On Wednesday, Sunthon Suwannachat, the acting president of the association, said members were holding out against the order because the department could not clearly answer owners' questions about whether the vaccine works in preventing AHS and whether it might inadvertently kill their horses.

"We've seen horses in Pak Chong district die after vaccination … many horses have died," he said.

Those who had rushed to get their horses vaccinated are now left with no other choice but to follow whatever the livestock development authorities instruct, he added.

"Because our horses have remained healthy, we believe we can prevent them from catching the disease. So we won't get them vaccinated."

Mr Sunthon said he had discussed the issue with other racehorse owner associations in provinces such as Khon Kaen, Udon Thani and Chiang Mai and all supported his association's stance.

He also urged Prime Minister Prayut Chan-o-cha to tackle the problem at its root cause -- by bringing those who triggered this outbreak to justice.

The government should figure out where the outbreak surfaced by investigating who was importing infected zebras into the country and how infected animals could get through the animal health screening process.

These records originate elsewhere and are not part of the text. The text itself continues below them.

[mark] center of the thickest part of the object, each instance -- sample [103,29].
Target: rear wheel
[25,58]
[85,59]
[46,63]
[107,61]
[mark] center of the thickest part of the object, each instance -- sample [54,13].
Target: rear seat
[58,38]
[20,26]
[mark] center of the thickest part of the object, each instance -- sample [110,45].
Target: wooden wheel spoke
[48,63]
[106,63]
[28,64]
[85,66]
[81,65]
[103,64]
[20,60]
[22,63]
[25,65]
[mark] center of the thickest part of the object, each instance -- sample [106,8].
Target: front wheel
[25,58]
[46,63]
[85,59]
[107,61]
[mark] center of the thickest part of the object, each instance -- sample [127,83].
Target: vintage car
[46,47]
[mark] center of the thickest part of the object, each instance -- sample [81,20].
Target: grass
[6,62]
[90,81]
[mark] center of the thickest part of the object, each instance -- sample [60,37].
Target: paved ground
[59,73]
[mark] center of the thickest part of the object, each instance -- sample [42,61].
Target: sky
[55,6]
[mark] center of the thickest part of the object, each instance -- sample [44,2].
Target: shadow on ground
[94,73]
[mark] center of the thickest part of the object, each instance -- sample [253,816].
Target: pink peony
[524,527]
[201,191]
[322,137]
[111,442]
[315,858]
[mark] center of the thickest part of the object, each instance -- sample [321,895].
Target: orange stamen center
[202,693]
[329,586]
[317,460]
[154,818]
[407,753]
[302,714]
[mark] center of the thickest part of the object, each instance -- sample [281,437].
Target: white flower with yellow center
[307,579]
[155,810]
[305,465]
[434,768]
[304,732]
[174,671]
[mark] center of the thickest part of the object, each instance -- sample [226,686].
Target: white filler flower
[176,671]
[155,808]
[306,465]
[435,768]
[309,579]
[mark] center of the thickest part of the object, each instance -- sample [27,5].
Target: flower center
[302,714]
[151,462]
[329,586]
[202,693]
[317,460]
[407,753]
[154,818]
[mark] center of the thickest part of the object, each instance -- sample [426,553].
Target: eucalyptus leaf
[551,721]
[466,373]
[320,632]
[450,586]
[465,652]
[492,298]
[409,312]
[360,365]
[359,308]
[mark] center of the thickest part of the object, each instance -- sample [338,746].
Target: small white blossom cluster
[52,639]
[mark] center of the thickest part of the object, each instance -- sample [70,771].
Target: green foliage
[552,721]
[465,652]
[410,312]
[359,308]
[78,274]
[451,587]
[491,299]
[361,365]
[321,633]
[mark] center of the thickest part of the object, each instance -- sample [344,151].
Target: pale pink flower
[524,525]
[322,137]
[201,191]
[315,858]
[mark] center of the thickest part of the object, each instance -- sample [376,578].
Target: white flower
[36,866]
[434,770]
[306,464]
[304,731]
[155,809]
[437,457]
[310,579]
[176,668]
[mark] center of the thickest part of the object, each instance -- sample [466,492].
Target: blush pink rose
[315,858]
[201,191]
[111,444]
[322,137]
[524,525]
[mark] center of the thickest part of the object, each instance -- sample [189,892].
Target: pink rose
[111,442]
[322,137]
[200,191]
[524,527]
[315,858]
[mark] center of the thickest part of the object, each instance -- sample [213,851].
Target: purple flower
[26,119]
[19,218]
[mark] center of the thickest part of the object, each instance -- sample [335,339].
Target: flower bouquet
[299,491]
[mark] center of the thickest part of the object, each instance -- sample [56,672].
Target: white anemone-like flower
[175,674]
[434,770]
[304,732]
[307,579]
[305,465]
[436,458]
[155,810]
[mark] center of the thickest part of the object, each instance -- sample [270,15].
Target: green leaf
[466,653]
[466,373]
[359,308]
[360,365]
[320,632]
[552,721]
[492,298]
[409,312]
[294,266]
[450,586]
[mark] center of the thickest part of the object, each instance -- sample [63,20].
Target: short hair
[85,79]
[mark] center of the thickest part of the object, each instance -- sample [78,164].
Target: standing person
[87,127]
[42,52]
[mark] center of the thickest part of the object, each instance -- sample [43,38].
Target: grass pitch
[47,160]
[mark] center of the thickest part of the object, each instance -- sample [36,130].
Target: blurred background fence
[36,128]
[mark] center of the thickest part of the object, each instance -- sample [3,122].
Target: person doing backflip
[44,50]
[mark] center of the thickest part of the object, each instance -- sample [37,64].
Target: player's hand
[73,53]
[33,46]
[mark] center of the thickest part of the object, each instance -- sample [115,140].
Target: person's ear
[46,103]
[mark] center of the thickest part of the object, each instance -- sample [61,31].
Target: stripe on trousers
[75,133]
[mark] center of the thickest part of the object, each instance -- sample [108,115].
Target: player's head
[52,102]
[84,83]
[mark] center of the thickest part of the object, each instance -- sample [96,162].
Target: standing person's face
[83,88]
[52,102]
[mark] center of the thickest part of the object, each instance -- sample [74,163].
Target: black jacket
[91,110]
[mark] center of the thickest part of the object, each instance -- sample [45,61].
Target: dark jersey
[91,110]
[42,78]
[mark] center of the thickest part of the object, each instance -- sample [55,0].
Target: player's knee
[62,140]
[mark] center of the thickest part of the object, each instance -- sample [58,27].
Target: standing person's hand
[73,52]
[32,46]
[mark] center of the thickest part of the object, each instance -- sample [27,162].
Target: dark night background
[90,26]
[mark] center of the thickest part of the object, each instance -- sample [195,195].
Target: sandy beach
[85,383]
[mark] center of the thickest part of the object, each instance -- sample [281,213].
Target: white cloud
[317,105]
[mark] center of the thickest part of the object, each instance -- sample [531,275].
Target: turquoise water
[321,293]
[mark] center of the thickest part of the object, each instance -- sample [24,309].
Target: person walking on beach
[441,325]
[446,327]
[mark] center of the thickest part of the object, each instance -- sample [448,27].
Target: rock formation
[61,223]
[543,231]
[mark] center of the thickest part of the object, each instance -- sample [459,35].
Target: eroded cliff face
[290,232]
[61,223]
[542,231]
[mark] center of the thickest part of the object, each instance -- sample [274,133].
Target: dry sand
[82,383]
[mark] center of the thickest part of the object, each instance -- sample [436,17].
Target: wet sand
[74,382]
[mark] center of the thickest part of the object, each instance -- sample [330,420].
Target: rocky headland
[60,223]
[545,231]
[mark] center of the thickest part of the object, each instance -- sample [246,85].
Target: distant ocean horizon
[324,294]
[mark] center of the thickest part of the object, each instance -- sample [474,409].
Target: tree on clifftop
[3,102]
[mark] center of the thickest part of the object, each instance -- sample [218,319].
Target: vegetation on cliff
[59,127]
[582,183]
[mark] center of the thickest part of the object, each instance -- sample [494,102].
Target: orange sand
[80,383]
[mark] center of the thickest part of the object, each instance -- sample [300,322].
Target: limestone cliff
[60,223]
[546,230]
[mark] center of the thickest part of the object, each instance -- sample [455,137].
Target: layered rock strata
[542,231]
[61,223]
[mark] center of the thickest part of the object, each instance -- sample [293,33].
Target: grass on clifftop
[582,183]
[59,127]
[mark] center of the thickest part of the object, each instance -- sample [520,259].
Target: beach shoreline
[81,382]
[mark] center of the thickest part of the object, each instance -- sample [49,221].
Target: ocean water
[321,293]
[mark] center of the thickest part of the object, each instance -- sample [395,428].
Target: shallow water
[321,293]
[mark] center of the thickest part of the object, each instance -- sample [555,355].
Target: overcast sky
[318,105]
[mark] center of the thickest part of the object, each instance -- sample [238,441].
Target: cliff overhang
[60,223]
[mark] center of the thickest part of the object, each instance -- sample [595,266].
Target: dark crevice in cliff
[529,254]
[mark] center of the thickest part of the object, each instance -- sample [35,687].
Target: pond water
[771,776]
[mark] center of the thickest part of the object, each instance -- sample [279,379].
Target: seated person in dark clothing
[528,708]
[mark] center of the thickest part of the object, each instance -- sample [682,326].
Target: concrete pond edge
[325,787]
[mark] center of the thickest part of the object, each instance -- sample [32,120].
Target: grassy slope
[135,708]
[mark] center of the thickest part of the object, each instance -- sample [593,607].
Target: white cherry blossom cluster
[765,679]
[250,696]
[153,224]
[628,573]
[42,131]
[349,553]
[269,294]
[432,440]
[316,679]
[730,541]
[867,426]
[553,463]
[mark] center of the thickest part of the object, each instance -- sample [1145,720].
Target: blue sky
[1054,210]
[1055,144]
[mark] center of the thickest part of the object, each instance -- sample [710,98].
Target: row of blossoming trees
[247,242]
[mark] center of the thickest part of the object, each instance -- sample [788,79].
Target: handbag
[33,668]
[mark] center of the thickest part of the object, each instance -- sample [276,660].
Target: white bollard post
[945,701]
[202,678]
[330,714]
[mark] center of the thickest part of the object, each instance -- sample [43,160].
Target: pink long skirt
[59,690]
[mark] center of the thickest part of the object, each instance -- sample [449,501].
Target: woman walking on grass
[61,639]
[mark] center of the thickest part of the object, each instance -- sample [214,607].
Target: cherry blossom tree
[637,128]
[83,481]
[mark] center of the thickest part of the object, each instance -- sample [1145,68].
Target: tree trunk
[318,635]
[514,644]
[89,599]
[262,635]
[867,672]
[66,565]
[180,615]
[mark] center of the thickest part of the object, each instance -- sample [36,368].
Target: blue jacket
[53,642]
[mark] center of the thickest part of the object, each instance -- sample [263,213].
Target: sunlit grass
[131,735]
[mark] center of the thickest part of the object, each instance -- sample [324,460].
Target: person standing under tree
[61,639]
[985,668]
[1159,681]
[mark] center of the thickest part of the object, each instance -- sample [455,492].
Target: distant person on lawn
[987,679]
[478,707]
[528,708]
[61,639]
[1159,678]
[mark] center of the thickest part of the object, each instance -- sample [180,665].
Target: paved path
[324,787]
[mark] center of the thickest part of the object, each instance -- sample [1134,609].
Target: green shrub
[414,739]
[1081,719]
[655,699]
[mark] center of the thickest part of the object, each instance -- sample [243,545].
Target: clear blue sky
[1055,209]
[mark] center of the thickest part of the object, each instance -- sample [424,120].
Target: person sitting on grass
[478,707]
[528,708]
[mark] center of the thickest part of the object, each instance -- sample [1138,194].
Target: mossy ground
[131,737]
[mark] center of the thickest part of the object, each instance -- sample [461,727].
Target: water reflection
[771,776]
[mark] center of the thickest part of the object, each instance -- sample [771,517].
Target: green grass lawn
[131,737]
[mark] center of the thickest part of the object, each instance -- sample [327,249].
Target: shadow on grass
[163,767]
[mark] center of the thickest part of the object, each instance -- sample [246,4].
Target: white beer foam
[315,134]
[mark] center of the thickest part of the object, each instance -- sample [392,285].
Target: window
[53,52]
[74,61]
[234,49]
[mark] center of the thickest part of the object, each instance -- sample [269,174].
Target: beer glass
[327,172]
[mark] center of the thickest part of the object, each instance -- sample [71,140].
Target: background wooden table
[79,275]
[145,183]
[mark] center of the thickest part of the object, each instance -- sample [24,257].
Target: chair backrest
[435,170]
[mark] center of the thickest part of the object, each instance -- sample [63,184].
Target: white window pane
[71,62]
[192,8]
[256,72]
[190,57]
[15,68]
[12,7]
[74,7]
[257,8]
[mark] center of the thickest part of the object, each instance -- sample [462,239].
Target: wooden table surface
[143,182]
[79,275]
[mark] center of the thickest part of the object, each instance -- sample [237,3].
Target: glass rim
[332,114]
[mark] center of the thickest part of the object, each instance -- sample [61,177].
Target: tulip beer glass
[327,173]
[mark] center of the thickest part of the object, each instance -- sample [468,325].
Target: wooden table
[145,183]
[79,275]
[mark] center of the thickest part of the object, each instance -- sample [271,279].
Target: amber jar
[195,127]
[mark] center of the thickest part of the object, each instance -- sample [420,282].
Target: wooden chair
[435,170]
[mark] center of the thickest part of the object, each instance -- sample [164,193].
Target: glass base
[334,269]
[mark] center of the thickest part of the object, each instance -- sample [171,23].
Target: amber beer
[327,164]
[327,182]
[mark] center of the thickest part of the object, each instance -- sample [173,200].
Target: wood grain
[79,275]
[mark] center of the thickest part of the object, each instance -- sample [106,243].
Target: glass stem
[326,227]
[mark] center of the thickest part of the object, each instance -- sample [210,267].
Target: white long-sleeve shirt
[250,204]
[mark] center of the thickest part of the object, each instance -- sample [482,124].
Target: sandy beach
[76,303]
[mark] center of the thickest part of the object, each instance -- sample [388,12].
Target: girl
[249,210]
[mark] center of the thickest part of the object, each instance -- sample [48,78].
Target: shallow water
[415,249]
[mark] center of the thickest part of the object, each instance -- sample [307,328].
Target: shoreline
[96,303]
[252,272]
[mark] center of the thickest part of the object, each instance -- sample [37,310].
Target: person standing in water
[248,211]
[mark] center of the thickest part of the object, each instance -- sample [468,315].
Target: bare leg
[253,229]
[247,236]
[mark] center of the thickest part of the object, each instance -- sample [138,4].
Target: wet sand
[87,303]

The Department of National Parks, Wildlife and Plant Conservation said an epidemiological investigation into the cause of the AHS outbreak was underway. There was insufficient evidence to conclude imported zebras were possible carriers of the disease, said the department.

Nonetheless, imports of giraffes and zebras have been prohibited, while AHS containment measures are being implemented in affected areas.

The department's office in Nakhon Ratchasima is surveying the population of horses affected by the outbreak and collecting farm specimens for testing. Any movement of giraffes, horses, donkeys and mules in Nakhon Ratchasima are strictly prohibited.